Dutch social security provider UWV’s pension fund is the first Dutch scheme to introduce a Paris Aligned Benchmark (PAB), having set a CO rate of 50%2 reduction target for 2022.
The PAB aims to align investments with the Paris Agreement to limit global temperature rise to less than 2 ° C and includes a commitment to climate neutrality by 2050. The benchmark introduced by UWV , which pays unemployment and disability benefits on behalf of the state, encompasses all categories of investment, said Marcel Snijders, director of the fund.
In this, UWV goes further than AP2 – the Swedish pension fund announced the adoption of a PAB last year, but only for its portfolios of foreign stocks and corporate bonds.

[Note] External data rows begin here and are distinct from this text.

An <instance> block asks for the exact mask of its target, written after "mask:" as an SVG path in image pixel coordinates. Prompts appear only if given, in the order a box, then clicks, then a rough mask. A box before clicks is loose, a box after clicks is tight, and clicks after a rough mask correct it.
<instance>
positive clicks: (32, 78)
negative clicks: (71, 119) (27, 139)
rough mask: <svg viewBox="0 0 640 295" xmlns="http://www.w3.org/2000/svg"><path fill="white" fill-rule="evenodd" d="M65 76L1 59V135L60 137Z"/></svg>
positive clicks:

The PAB prohibits investments in companies where more than 1% of their turnover is made in thermal coal, 10% in oil and / or 50% in natural gas, effectively excluding all of the fossil fuel industry from its investment universe. Utilities that depend on fossil fuels for more than 50% of their income are also excluded.
In March of last year, UWV, which is in principle a passive investor, had already switched to an MSCI ESG Leaders index for its mandate in developed markets equities. This index only invests in the 50% of companies with the highest ESG ratings by sector.
The pension fund also already uses ESG benchmarks for its corporate bond portfolio. As a result, the CO2 emissions have already been reduced by 31%.
High yield bonds
This year, the pension fund will proceed with the sale of its investments in oil and gas companies, utilities with coal-fired power plants and miners with coal mining activities. UWV’s investments in high yield bonds already emit 70% less CO2 than the benchmark, according to Snijders.
He said: “Our high yield bond manager has an active investing style and allocates virtually nothing to fossil fuels, even though the high yield bond index has relatively high exposure to the industry.
This is particularly the case for the American high yield, a UWV category divested since last year. This is not directly related to the fund’s climate policy, but stems from a “desire to reduce complexity,” according to Snijders.
UWV invested the proceeds of the sale in its European High Yield Portfolio, which is managed by Danish asset manager Capital Four.
These additional measures ensure that the UWV achieves its 50% CO target.2 reduction by the end of 2022, said Snijders. The pension fund is also reducing the carbon footprint of its unlisted assets “by allocating sustainable real estate funds and wind and solar farms into our infrastructure portfolio,” he added.
UWV is not the first Dutch pension fund to announce climate neutrality by 2050. The country’s two largest funds, ABP and PFZW, have already committed to this goal, with the latter aiming to reduce to zero the net emissions of its investment portfolio by 2040.
None of these funds, however, detail how they will achieve their goals. Both remain for the moment invested in fossil fuels, for example.
The PAB includes a requirement to reduce carbon emissions by an additional 7% each year, in order to achieve the zero emission target by 2050. UWV plans to achieve this target by introducing additional filters based on the targets of sustainable development (SDG) in its passively managed portfolios.
In this regard, Snijders specifically raised the possibility of introducing a CO2 filter, contributing to SDG 13 (Climate Action). “In this way, companies with high carbon emissions get a lower weight in the benchmark and, therefore, in the portfolio as well,” he said, adding: “A consequence of this is that sector weights could change within the benchmark. “
A final choice regarding the addition of ODD factors to the benchmark will be made at a later time.
Goodbye linkers, Brazil and India
The UWV pension fund sold its investments in inflation-linked bonds and reinvested the proceeds in its mortgage portfolio. According to the director of the scheme, Marcel Snijders, ALM studies in 2017 and 2020 had shown that the investment category had no added value for the pension fund.
He said: “In order to reduce complexity, we have therefore decided to remove this small allocation (5.6% of the bond portfolio).
The fund also decided to exclude government bonds and bonds of public companies of 10 emerging countries as of September of this year. The 10 countries are the biggest violators of labor rights, according to the International Trade Union Confederation (ITUC) global rights index, said Snijders.
The pension fund invests in government bonds from seven of the ten countries, including Brazil, Colombia, India and Turkey.